Friday, December 24, 2010

Doxygen and QuickBook


Doxygen and QuickBook


Doxygen and QuickBook are both great tools for generating documentation from C++ code. But their cooperation is quite complex... let's say, a challenge.

Quickbook

QuickBook (QBK) is based on BoostBook, which used to be the documentation tool for Boost Libraries. BoostBook is on its turn based on DocBook.

With QuickBook (and also BoostBook) you can make good looking library documentation describing headers, examples, syntax highlighting, etc. Look at the QBK website for more information. For example, I like the callouts.

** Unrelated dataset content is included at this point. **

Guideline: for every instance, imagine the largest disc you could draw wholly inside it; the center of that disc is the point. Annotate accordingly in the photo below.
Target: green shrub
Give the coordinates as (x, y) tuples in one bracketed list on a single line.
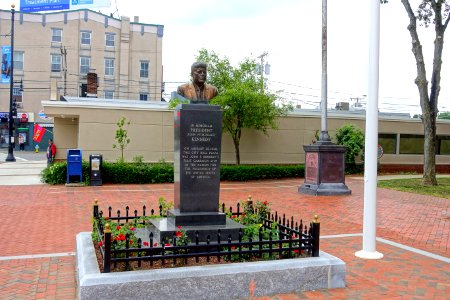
[(352, 138), (245, 173), (121, 172)]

QuickBook input files (extension .qbk) are plain text files with Wiki style commands. However, when using QuickBook alone it is not maintainable to document hundreds of classes and functions, you really should have a link to the source code. And that is what Doxygen is doing.

Doxygen

Doxygen is a standalone tool, accepting C++ source code (it accepts other languages as well) with JavaDoc style comments to document function parameters, etc. Look at the website for a manual. While Doxygen does a great job, the generated documentation is often considered a bit too technical. In the review report was included:

Using Doxygen alone as a documentation tool has its (known) shortcomings when it comes to generic libraries.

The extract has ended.